A Rushing Sea of Undergrowth, Emily Carr, 1932-35.

This weekend is a celebration of Emily Carr's 142nd birthday. The local artist was born in Victoria on December 13th, 1871.

Emily Carr was a friend of Vancouver Island's forests. Throughout her life she sought to plumb their mossy green depths to hopefully some day say she really knew this magnificent ecosystem.

Her paintings document her quest to learn as much from the Victoria area's big trees as she could, then depict that in her images.

“This perhaps is the way to find that thing I long for: go into the woods alone and look at the earth crowded in growth, new and old bursting from their strong roots hidden in the silent, live ground, each seed according to its own kind expanding, bursting, pushing its way upward towards the light and air, each one knowing what to do, each one demanding its own rights on the earth. Feel this growth, the surging upwards, this expansion, the pulsing life, all working with the same idea…life, life, life…”
From "Hundreds and Thousands: The Journals of Emily Carr." 


Soon you will be able to experience Carr's vision in a new exhibit of her work. "Emily Carr: Deep Forest" at the Vancouver Art Gallery will exhibit over 40 paintings starting December 21, 2013.

Most of the paintings are scenes within 25 km of Carr's home near Victoria, and were completed in the 1930s.


Scorned as Timber Beloved of the Sky, Emily Carr, 1935.


After a trip to view the exhibit, one can get first hand exposure to some of the same forests that the artist enjoyed on the south island. While vastly altered, the green fuse still drives growth and the trees still pulse with life.
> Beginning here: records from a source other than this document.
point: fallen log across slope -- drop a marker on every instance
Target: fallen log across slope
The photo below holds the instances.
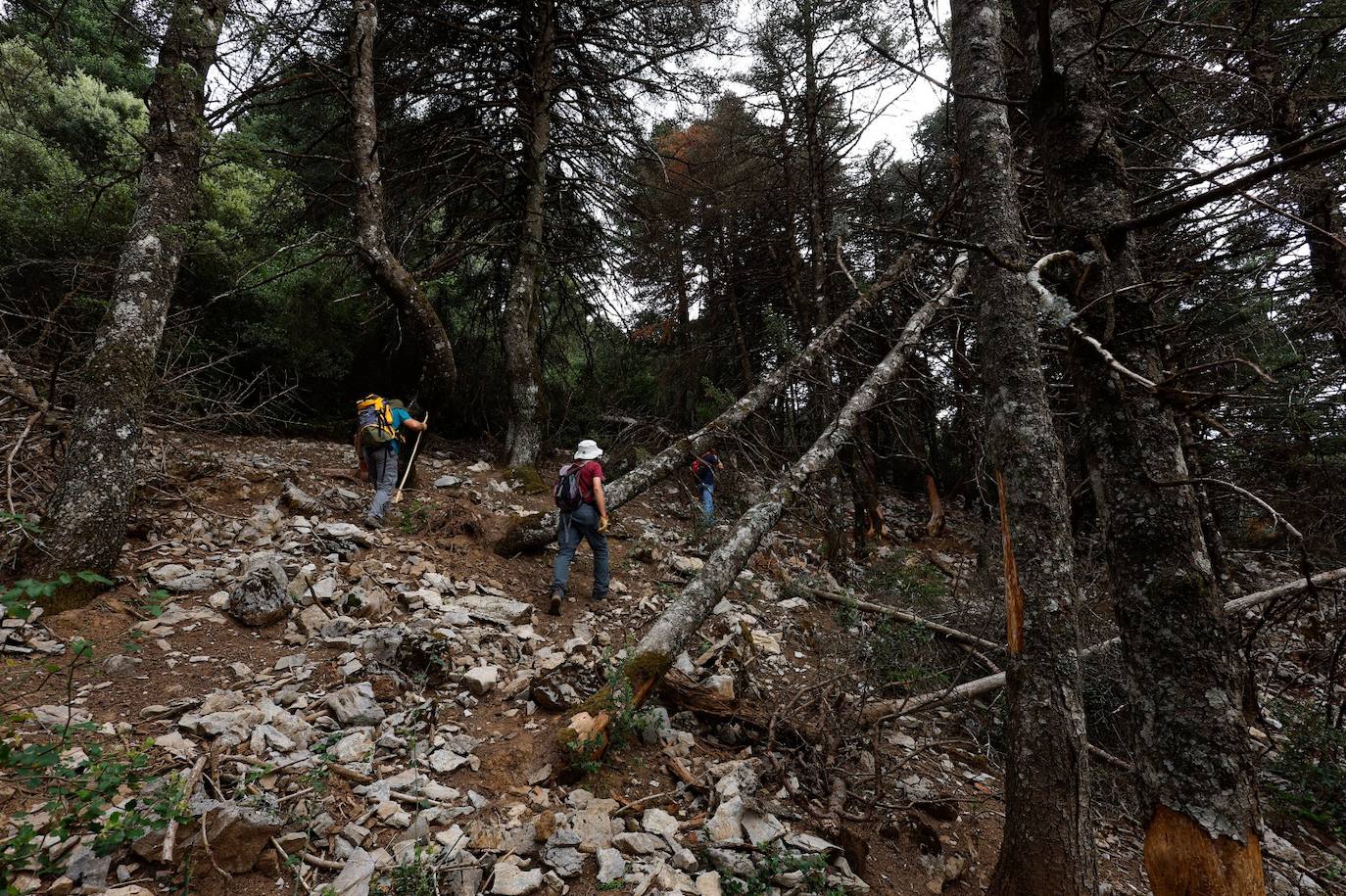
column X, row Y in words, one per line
column 677, row 625
column 980, row 686
column 536, row 532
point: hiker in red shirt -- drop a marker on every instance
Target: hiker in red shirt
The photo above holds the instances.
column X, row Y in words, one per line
column 579, row 495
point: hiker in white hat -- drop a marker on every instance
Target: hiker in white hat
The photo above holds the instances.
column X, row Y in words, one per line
column 579, row 495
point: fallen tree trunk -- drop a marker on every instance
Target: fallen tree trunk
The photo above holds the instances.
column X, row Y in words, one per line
column 586, row 734
column 978, row 687
column 537, row 532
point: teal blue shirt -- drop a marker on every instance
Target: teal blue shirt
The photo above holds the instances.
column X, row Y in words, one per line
column 400, row 416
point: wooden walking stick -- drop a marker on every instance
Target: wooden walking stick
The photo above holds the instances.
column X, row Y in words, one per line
column 398, row 495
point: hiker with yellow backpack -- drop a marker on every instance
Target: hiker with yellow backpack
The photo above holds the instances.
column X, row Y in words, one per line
column 377, row 438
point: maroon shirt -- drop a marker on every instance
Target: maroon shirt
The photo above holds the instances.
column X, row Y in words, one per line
column 589, row 472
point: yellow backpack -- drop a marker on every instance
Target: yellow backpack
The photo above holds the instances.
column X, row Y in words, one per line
column 376, row 421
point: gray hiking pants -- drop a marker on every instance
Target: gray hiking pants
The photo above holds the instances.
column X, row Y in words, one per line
column 382, row 472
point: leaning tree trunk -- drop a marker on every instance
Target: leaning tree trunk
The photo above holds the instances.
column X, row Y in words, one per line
column 522, row 363
column 677, row 625
column 1183, row 668
column 1047, row 848
column 85, row 520
column 535, row 533
column 1313, row 189
column 882, row 711
column 438, row 369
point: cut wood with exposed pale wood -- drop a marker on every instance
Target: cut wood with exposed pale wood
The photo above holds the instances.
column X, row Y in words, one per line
column 888, row 709
column 668, row 637
column 539, row 530
column 413, row 306
column 1182, row 665
column 1049, row 842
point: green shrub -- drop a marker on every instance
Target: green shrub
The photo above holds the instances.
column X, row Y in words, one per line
column 1311, row 767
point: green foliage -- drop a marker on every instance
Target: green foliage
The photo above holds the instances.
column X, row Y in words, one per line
column 413, row 517
column 104, row 39
column 68, row 155
column 83, row 781
column 24, row 593
column 909, row 579
column 902, row 654
column 771, row 863
column 713, row 401
column 1311, row 767
column 616, row 698
column 424, row 873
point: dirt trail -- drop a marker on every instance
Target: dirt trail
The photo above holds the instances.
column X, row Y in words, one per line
column 461, row 668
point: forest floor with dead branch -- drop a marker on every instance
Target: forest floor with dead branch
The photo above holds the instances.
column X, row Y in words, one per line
column 391, row 724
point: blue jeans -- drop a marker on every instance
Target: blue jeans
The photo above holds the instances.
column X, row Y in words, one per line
column 382, row 472
column 580, row 525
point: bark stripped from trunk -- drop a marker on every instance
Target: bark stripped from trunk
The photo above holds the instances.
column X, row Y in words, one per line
column 888, row 709
column 522, row 363
column 935, row 526
column 86, row 515
column 1047, row 844
column 535, row 533
column 677, row 625
column 438, row 369
column 1182, row 664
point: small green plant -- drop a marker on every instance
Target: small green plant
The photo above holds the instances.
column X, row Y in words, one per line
column 423, row 873
column 1313, row 769
column 82, row 787
column 909, row 579
column 625, row 720
column 413, row 518
column 19, row 521
column 900, row 654
column 19, row 597
column 813, row 871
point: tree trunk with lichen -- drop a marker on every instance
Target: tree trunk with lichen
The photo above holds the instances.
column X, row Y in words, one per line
column 680, row 621
column 535, row 533
column 522, row 315
column 438, row 369
column 1311, row 189
column 1183, row 669
column 85, row 520
column 1047, row 846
"I glory in our wonderful west and I hope to leave behind me some of the relics of its first primitive greatness. These things should be to us Canadians what the ancient Briton's relics are to the English. 
Only a few more years and they will be gone forever into silent nothingness and I would gather my collection together before they are forever past."

One can visit the forest here and be surrounded by the power of nature that so gripped Emily Carr. The natural power of trees that kept her mesmerized is still to be found.

But how long before a trip to the trees yields a vast "silent nothingness"?